I'm new to R and brand new to the Rstudio community. I'm working with a dataset for a request process and one of the variables is the name of the requestor. I want to run some basic descriptive stats on the dataset. Problem is, the names of the requestors have been input very inconsistently. I see variations similar to what's below but with many different names.
Requestor
Doe, John
JDoe
John Doe
Johndoe
JJones
Jane Jones
Jones, Jane
Is there a way to consolidate the different versions of these names into one unique name per person (John Doe and Jane Jones)? I have many different names in the dataset, but it seems like there are a limited number of different structures (Doe, John vs. John Doe).
It's doable, but not necessarily easily, depending on the degree of comfort with regular expressions and the conformity of the example to the data to be processed. In particular, names in ALLCAPS or alllower, such as JANETROPE and janetrope (is that Jane Trope or Janet Rope?). For that, you need some data source of surnames to split against.
Here's a starter to show how to identify the different patterns shown in the data.
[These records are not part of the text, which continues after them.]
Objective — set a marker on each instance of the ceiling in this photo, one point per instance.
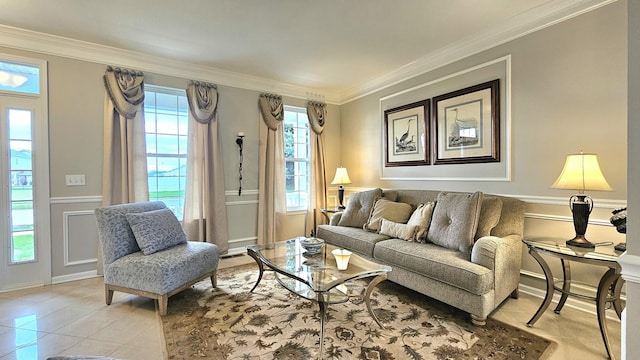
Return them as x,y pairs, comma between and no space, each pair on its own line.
340,47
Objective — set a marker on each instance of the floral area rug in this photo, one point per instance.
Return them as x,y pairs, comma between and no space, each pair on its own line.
272,323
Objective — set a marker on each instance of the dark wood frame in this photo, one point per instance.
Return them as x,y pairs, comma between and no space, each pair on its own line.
388,128
494,122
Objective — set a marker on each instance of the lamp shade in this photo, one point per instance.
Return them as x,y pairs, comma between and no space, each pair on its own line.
581,172
342,177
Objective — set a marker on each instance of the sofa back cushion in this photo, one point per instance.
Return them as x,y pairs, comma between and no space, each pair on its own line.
390,210
455,220
156,230
359,207
490,213
115,234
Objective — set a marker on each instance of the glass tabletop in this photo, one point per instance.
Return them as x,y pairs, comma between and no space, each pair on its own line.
556,245
320,271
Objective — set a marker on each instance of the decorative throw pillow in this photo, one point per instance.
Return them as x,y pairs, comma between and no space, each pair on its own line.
421,217
455,220
490,212
359,207
156,230
396,230
390,210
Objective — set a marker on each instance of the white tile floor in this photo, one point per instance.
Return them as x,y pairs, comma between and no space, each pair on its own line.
72,318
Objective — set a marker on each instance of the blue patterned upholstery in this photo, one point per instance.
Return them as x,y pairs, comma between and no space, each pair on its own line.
157,275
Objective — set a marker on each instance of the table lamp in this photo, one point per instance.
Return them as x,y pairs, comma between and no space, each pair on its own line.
342,177
581,172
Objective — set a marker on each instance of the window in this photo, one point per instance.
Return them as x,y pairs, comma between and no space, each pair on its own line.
166,116
296,153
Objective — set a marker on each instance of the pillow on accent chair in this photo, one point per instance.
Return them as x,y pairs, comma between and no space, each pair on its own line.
359,207
421,217
396,230
490,212
390,210
455,220
156,230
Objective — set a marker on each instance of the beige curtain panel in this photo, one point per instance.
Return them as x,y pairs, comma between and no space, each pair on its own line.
316,112
124,164
205,211
271,174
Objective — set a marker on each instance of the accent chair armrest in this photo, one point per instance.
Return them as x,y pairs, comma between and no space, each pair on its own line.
335,218
504,256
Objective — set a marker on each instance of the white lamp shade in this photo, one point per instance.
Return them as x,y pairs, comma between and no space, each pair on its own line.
342,177
581,172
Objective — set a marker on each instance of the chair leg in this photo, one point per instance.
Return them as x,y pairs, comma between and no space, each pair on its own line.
162,304
515,294
108,294
214,279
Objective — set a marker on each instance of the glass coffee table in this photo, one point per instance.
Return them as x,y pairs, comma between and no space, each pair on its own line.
316,277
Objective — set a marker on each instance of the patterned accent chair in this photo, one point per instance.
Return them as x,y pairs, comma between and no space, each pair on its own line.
167,263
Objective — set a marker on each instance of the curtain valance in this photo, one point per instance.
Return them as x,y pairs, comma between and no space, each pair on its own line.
316,112
203,100
272,110
126,90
Play around with that and come back with questions on how to take the results and transform into some standard form, such as lname,fname.
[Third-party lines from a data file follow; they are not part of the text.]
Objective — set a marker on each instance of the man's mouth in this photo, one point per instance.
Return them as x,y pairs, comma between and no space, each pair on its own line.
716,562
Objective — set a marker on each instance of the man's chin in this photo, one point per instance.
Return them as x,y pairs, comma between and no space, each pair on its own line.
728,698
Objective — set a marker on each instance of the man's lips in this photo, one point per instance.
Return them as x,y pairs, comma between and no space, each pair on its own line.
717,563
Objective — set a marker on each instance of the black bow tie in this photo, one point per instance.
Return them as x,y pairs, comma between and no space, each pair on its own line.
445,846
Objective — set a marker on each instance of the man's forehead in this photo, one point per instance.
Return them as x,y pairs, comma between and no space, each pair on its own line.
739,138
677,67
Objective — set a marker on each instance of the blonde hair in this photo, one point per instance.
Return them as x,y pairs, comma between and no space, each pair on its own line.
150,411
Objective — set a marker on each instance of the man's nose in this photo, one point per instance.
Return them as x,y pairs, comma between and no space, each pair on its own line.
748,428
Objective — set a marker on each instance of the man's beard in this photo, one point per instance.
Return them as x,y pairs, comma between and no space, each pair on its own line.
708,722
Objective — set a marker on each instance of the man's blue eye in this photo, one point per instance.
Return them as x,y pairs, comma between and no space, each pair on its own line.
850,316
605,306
I've made some headway on this. Here's what I've done so far. Sorry if it's hard to follow, reprex's are next on my list of things to learn.
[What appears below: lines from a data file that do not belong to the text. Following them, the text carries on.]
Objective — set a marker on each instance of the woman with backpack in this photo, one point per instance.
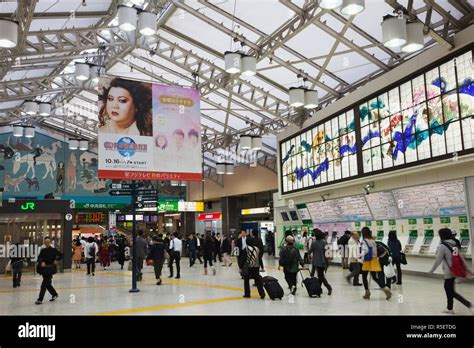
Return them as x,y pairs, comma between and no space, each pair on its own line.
371,263
320,262
453,265
290,258
251,267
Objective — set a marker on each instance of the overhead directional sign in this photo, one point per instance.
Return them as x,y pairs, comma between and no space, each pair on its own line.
147,192
120,192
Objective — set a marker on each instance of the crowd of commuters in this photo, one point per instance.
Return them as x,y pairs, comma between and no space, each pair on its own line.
362,255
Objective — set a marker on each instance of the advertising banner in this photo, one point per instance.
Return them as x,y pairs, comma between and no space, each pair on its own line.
148,131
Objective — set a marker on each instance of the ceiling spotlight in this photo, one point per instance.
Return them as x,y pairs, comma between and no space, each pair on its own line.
297,96
31,107
221,168
249,65
245,142
82,71
147,23
8,33
415,37
17,130
330,4
256,143
232,62
44,109
352,7
29,131
394,31
311,99
127,18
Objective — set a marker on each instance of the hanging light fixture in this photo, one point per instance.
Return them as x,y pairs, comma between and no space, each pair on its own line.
249,65
73,144
221,168
229,168
82,72
311,99
8,33
256,143
245,142
330,4
31,107
127,18
44,109
83,145
394,31
29,131
297,96
352,7
147,23
415,37
17,130
233,62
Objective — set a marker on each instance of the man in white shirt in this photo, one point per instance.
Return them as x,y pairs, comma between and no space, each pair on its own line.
90,253
176,245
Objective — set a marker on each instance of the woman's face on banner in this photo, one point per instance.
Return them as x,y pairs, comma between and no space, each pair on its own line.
120,105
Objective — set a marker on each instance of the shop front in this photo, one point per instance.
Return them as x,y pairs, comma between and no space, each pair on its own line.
28,222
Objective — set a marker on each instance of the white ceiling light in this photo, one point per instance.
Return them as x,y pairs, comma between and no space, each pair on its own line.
73,144
249,65
229,168
297,96
394,31
147,23
82,72
17,130
352,7
127,18
311,99
256,143
220,168
245,142
31,107
29,131
8,33
45,109
415,37
83,145
330,4
232,62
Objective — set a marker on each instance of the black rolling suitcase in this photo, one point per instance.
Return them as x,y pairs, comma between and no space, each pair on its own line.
312,285
272,287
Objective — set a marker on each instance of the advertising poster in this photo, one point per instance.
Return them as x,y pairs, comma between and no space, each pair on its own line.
148,131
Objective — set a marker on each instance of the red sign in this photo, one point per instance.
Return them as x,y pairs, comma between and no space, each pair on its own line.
210,216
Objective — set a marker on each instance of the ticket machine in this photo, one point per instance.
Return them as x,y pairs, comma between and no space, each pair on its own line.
411,242
428,243
465,242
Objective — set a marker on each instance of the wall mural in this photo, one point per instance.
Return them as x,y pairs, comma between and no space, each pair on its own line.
43,164
429,116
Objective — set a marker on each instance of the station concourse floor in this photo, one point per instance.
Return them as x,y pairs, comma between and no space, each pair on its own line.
107,293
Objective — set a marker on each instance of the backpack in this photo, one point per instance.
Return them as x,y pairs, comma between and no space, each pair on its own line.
458,267
252,257
92,250
368,256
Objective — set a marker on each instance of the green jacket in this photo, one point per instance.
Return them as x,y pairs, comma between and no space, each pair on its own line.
290,259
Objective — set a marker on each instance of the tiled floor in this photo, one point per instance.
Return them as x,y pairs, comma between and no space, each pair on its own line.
198,294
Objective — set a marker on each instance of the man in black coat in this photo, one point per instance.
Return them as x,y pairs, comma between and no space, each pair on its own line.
47,261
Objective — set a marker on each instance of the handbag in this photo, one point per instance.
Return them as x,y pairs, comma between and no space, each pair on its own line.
403,259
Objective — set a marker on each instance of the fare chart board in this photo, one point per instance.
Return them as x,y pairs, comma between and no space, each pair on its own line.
440,199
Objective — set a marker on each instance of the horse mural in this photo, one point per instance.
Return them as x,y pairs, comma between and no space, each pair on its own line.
47,158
I changed all characters to lower case using a combination of mutate() and str_to_lower() with the intent of removing any complication caused by differences in case.
I learned some about the format of the data by using str_detect() and regular expressions like you had listed in your previous comment.
I noticed that I had a pretty limited number of last names so I exported each unique value in my requestor column and created a wordbank of surnames based on what I saw.
I returned to R and used str_extract() to create a column that extracted the appropriate surname from the original column.
I'm now almost where I need to be. I want to find a way to pull a first initial and put it with the last name I have extracted. For example, I want to return "jdoe" instead of just "doe". Is there a way to extract all of the characters that do NOT match a pattern in stringr? I think I can figure out the rest of the problem but I'm stuck on this specific piece.